Les amateurs de comic strip classique peuvent se réjouir. Un nouveau compagnon du passé vient de débarquer sur les étagères des librairies, grâce aux bons soins de la collection Actes Sud – l’An 2.
Nancy distrait les lecteurs tout autour du monde depuis 1933 ; la série, indéniablement populaire, avait déjà atteint la France par voie de presse sous le nom d’Arthur et Zoé, mais elle manquait à notre bédéthèque contemporaine. Pourtant, le personnage est loin d’être inconnu, notamment parce qu’il a servi de support à une célèbre peinture d’Andy Warhol, en 1961.
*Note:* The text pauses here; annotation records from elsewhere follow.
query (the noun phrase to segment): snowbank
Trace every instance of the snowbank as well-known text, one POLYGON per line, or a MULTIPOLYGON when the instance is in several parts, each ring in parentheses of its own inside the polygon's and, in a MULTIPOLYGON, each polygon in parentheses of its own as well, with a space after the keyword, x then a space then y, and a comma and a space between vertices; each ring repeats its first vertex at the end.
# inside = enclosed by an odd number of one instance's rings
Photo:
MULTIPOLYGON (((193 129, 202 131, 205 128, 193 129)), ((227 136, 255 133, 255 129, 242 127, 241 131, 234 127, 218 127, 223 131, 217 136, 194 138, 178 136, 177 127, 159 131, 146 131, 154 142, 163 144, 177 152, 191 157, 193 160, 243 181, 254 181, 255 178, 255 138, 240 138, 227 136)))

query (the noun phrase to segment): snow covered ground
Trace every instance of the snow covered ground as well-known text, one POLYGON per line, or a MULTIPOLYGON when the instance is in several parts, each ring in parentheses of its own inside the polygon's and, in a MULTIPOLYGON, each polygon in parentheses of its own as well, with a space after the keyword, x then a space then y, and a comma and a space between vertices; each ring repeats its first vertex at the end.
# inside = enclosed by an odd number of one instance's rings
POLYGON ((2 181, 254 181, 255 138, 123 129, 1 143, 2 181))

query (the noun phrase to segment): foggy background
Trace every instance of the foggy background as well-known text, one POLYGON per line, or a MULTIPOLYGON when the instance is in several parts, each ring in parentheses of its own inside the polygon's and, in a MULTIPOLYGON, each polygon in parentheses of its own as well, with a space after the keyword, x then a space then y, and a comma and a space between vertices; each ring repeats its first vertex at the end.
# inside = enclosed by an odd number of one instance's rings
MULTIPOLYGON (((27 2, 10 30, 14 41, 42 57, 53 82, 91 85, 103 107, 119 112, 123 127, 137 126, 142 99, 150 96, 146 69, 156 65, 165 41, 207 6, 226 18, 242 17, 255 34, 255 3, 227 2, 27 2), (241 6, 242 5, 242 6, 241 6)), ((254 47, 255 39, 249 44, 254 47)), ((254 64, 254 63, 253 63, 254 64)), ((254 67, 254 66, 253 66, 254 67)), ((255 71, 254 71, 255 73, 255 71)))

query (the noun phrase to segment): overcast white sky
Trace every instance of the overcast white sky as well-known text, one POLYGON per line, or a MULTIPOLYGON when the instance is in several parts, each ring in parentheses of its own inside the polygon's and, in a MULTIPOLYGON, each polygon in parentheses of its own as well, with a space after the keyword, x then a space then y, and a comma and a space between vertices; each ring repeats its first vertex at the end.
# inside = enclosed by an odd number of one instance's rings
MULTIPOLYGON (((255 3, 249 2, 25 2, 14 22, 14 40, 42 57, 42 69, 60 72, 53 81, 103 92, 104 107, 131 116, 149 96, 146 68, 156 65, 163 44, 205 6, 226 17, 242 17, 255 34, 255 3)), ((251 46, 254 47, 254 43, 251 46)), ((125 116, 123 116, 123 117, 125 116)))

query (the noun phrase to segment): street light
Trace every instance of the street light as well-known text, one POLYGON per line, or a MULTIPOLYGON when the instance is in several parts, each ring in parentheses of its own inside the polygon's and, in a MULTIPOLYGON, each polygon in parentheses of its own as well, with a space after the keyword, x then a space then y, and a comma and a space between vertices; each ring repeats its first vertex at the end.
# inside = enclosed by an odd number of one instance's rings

Ce n’est pas un hasard si Warhol a choisi une case de Ernie Bushmiller pour sujet de sa toile. Il y a dans le visage de Nancy du graphisme à l’état pur. À l’instar de Tintin, on pourrait dire que son visage elliptique ne montre que le vide : deux prunelles noires, un trait horizontal en guise de nez, et des sourcils et une bouche pour étendre l’intensité des expressions. C’est peu. Ernie Bushmiller travaillait avec un vocabulaire particulièrement réduit, qui synthétisait le monde avec simplicité et fermeté. Souvent, il avait recours aux panneaux et aux étiquettes pour expliciter encore des traits réduits au minimum. Quelques rares images plus détaillées, comme ce gorille du 2 février 1943 ou ce clochard du 15 mars 1945, prouvent à quel point le reste de son style était construit. La sécheresse et la constance provenaient d’une sophistication calculée. La maquette de cette édition propose régulièrement des strips agrandis, respirations qui rappellent le geste de Warhol et montrent, s’il en était besoin, cette austérité du dessin.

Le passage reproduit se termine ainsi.